He won't do homework or reading with her. With the current 50.50 split I get 3 days one week of custody time and 4 days the next. So some weeks she has her weeks worth of home work to squeeze in on 3 days. She's exhasuted and it just isn't fair on her. 

He won't put her to bed on time, or drop her off on time. On sunday night when he drops her back to me- it's usually 7 o clock and she wont have been fed or bathed. Her bedtime here is 7. On his nights she's sometimes in bed for 9, if I'm lucky and he wakes her up at 6 to drop her off at my mums as he starts work at 7.

I honestly feel like he just wants her for the fun stuff, and she's suffering because of it. In turn my time with her suffers as I'm stuck squeezing in homework and cardio. 

Would any of this hold up in court? I just want to check that I'm seeing things clearly and not seeing them through the eyes of a bitter ex. Sorry this is so long!

Beckett


----------



## Ceejay123

Hey - I'm not a single parent either. But as you've had no replies, I thought I'd chime in with my OH's experience (Separated from his eldest's Mum). He went to court for access and has weekends and holidays as requested. So it's a completely different situation. I can understand Dad's that feel the need to be 'fun' when they have their child every now and then, but when they have them half of the time - That's not realistic. It's unfair on her as you've said. 

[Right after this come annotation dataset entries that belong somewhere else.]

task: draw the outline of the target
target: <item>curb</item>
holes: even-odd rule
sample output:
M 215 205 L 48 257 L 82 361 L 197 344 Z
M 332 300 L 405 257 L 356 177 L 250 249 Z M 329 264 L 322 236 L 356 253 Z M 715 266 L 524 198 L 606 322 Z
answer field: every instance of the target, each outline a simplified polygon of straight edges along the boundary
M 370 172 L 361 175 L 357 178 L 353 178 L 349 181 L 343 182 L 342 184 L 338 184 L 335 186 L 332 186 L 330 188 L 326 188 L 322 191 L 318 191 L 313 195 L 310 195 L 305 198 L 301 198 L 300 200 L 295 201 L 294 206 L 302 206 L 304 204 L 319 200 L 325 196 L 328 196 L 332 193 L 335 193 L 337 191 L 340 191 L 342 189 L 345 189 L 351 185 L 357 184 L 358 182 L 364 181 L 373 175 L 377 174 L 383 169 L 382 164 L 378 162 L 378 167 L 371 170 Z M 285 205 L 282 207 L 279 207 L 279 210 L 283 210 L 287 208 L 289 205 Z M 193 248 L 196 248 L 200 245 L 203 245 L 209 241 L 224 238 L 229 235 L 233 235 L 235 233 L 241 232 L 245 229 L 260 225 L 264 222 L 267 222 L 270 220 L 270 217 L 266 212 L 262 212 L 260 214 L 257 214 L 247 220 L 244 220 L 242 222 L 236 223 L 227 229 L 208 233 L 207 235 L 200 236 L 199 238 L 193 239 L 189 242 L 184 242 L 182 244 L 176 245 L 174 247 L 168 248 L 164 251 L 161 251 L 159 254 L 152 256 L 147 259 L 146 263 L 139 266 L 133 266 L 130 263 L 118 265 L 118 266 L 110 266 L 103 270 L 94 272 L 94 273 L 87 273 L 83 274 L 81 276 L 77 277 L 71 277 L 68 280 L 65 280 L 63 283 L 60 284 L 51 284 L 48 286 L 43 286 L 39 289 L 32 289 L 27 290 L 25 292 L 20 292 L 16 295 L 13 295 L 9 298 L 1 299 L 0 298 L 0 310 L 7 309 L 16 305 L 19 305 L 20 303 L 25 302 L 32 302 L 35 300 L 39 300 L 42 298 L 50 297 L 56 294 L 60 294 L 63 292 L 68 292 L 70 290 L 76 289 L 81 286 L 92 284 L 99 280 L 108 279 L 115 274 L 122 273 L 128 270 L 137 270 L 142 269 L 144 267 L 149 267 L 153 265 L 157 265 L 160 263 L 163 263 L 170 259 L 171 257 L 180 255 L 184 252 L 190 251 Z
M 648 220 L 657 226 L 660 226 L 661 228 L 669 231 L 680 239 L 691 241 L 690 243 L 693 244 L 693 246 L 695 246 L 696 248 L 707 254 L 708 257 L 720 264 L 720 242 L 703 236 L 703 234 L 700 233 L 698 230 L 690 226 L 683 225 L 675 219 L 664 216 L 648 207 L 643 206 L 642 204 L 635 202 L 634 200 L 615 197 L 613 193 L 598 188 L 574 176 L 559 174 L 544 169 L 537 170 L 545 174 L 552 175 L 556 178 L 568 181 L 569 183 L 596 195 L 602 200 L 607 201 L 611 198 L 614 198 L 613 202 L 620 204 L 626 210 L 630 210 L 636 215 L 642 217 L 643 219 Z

My OH does a lot of taking his son out, buying him things, taking him out for meals and spoiling him etc - but just because he has him something like 25% of the time and wants to make it special. 

But don't get me wrong - his LO still has a shower at ours, He's been looking into clubs, though that's difficult with the arrangement he has. We buy maths/literacy books each year which his LO fills in; he makes Christmas/Birthday/Mothers day cards with both of the kids too. And he's always dropped off on time.

It sounds to me like you ex has very little respect for you and thinks that those things are non-essentials. Does he have a partner? I know in our situation, my OH is very much 'Fun Daddy'. He play fights with the kids nightly, throws them round (They flipping love it -.-). He takes them out to the park to play with remote control cars/buys them.. every single little thing they even glance at when we're out - Drives me insane. . He takes our oldest swimming every week. I'm probably much more boring - but I get things done. I bake cakes with the kids, make pizzas.. Make sure meals are at the right time. I bath/shower/blowdry the kids hair(Although he did this last time, haha), make sure that they brush their teeth and are wearing clean socks. Maybe if your OH had a partner/other kids, this would improve? It sounds like he enjoys being fun Daddy, which isn't realistic when there's no other parent in the house. x


----------



## Ginag88

I know this post is old. I was wondering if you ended up going to court as I just came out of a similar situation n landed into another one with my ex


----------